RFR(S): 8058345: Refactor native stack printing from vmError.cpp to debug.cpp to make it available in gdb as well

Volker Simonis volker.simonis at gmail.com
Wed Sep 17 18:29:49 UTC 2014


On Wed, Sep 17, 2014 at 12:10 AM, Vladimir Kozlov
<vladimir.kozlov at oracle.com> wrote:
> On 9/16/14 12:21 PM, Volker Simonis wrote:
>>
>> Hi Vladimir,
>>
>> thanks for looking at the change.
>>
>> 'make_frame' is only intended to be used from within the debugger to
>> simplify the usage of the new 'pns()' (i.e. "print native stack")
>> helper. It can be used as follows:
>>
>> (gdb) call pns(make_frame($sp, $rbp, $pc))
>
>
> It is strange way to use pns(). Why not pass (sp, fp, pc) to pns() and let
> it call make_frame()? To have make_frame() only on ppc and x86 will not
> allow to use pns() on other platforms.
>
> Would be nice to have pns() version (names different) without input
> parameters. Can we use os::current_frame() inside for that?
>
> Add pns() description to help() output.
>
>>
>> "Executing pns"
>> Native frames: (J=compiled Java code, j=interpreted, Vv=VM code, C=native
>> code)
>> C  [libpthread.so.0+0xc0fe]  pthread_cond_timedwait+0x13e
>> V  [libjvm.so+0x96c4c1]  os::sleep(Thread*, long, bool)+0x1a1
>> V  [libjvm.so+0x75f442]  JVM_Sleep+0x312
>> j  java.lang.Thread.sleep(J)V+0
>> j  CrashNative.crashIt(Lsun/misc/Unsafe;I)V+10
>> j  CrashNative.doIt()V+45
>> v  ~StubRoutines::call_stub
>> V  [libjvm.so+0x71599f]
>> JavaCalls::call_helper(JavaValue*,methodHandle*, JavaCallArguments*,
>> Thread*)+0xf8f
>>
>> What about the two fixesin in 'print_native_stack()' - do you think they
>> are OK?
>
>
> What about is_runtime_frame()? It is wrapper for runtime calls from compiled
> code.
>

Yes, but I don't see how this could help here, because the native
wrapper which makes problems here is a nmethod and not a runtime stub.

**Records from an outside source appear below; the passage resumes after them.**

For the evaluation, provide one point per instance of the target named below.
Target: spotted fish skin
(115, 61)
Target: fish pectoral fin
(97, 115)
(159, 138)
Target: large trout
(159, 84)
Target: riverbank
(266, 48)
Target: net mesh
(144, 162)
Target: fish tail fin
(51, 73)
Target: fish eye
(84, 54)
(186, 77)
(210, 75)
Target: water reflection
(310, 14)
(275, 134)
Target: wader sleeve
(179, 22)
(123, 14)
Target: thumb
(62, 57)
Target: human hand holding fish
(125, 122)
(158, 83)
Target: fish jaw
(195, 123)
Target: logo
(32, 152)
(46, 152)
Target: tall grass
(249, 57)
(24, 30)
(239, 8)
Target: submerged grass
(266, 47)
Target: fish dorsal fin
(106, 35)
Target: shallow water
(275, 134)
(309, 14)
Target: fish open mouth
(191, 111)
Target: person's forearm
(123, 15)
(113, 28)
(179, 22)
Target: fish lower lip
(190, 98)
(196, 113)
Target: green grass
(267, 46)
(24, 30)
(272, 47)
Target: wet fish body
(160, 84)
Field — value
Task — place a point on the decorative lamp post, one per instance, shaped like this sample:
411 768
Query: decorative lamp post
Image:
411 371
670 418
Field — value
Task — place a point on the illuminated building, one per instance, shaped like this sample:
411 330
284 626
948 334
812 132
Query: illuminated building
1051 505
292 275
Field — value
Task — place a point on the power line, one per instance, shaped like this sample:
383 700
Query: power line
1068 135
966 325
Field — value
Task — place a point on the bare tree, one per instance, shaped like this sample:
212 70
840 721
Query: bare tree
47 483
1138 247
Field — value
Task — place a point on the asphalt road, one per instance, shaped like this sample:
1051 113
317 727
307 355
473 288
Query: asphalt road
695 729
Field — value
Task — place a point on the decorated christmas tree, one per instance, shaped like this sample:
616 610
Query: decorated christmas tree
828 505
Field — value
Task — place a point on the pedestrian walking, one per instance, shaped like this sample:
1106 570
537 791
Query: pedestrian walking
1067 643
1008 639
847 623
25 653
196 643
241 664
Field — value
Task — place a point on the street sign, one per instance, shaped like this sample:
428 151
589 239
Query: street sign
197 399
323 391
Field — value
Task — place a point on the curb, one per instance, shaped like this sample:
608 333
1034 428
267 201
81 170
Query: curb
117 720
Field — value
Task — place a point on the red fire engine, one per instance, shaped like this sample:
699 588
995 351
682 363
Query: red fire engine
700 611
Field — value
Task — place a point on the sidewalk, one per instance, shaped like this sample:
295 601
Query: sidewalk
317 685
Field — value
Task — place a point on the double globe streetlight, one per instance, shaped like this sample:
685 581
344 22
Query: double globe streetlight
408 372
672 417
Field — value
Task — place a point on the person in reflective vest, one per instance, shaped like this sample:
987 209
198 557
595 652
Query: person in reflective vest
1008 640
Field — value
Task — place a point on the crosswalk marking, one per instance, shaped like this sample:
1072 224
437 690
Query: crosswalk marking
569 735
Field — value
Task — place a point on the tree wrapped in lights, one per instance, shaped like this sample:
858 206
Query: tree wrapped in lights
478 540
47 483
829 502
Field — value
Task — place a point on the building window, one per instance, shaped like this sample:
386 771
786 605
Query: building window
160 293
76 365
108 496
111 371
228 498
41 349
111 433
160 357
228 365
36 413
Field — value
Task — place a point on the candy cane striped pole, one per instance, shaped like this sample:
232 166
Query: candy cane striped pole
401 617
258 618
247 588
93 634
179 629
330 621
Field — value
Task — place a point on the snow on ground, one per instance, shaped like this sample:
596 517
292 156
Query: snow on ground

Maybe you mean to additionally add is_runtime_frame() to the check?
Yes, I've just realized that that's indeed needed on amd64 to walk
runtime stubs. SPARC is more graceful and works without these changes,
but on amd64 we need them (on both Solaris and Linux) and on Sparc
they don't hurt.

I've written a small test program which should be similar to the one
you used for 8035983:

import java.util.Hashtable;

public class StackTraceTest {
  static Hashtable ht;
  static {
    ht = new Hashtable();
    ht.put("one", "one");
  }

  public static void foo() {
    bar();
  }

  public static void bar() {
    ht.get("one");
  }

  public static void main(String args[]) {
    for (int i = 0; i < 5; i++) {
      new Thread() {
        public void run() {
          while(true) {
            foo();
          }
        }
      }.start();
    }
  }
}

If I run it with "-XX:-Inline -XX:+PrintCompilation
-XX:-TieredCompilation StackTraceTest" inside the debugger and crash
one of the Java threads in native code, I get the correct stack traces
on SPARC. But on amd64, I only get the following without my changes:

Stack: [0xfffffd7da16f9000,0xfffffd7da17f9000],
sp=0xfffffd7da17f7c60,  free space=1019k
Native frames: (J=compiled Java code, j=interpreted, Vv=VM code, C=native code)
C  [libc.so.1+0xc207f]  _lwp_cond_wait+0x1f
V  [libjvm.so+0x171443b]  int
os::Solaris::cond_wait(_lwp_cond*,_lwp_mutex*)+0x2b
V  [libjvm.so+0x171181a]  void os::PlatformEvent::park()+0x1fa
V  [libjvm.so+0x16e09c1]  void ObjectMonitor::EnterI(Thread*)+0x6f1
V  [libjvm.so+0x16dfc8f]  void ObjectMonitor::enter(Thread*)+0x7cf
V  [libjvm.so+0x18cdd00]  void
ObjectSynchronizer::slow_enter(Handle,BasicLock*,Thread*)+0x2a0
V  [libjvm.so+0x18cd6a7]  void
ObjectSynchronizer::fast_enter(Handle,BasicLock*,bool,Thread*)+0x157
V  [libjvm.so+0x182f39e]  void
SharedRuntime::complete_monitor_locking_C(oopDesc*,BasicLock*,JavaThread*)+0x23e
v  ~RuntimeStub::_complete_monitor_locking_Java
C  0x2aad1dd1000016d8

With the changes (and the additional check for is_runtime_frame()) I
get full stack traces on amd64 as well. So I think the changes should
be at least an improvement:)

> You need to check what fr.real_fp() returns on all platforms for the very
> first frame (_lwp_start). That is what this check about - stop walking when
> it reaches the first frame. fr.sender_sp() returns bogus value which is not
> stack pointer for the first frame. From 8035983 review:
>
> "It seems using fr.sender_sp() in the check work on x86 and sparc.
> On x86 it return stack_base value on sparc it returns STACK_BIAS."
>
> Also on other our platforms it could return 0 or small integer value.
>
> If you can suggest an other way to determine the first frame, please, tell.
>

So the initial problem in 8035983 was that we used
os::is_first_C_frame(&fr) for native frames where the sender was a
compiled frame. That didn't work reliably because,
os::is_first_C_frame(&fr) uses fr->link() to get the frame pointer of
the sender and that doesn't work for compiled senders.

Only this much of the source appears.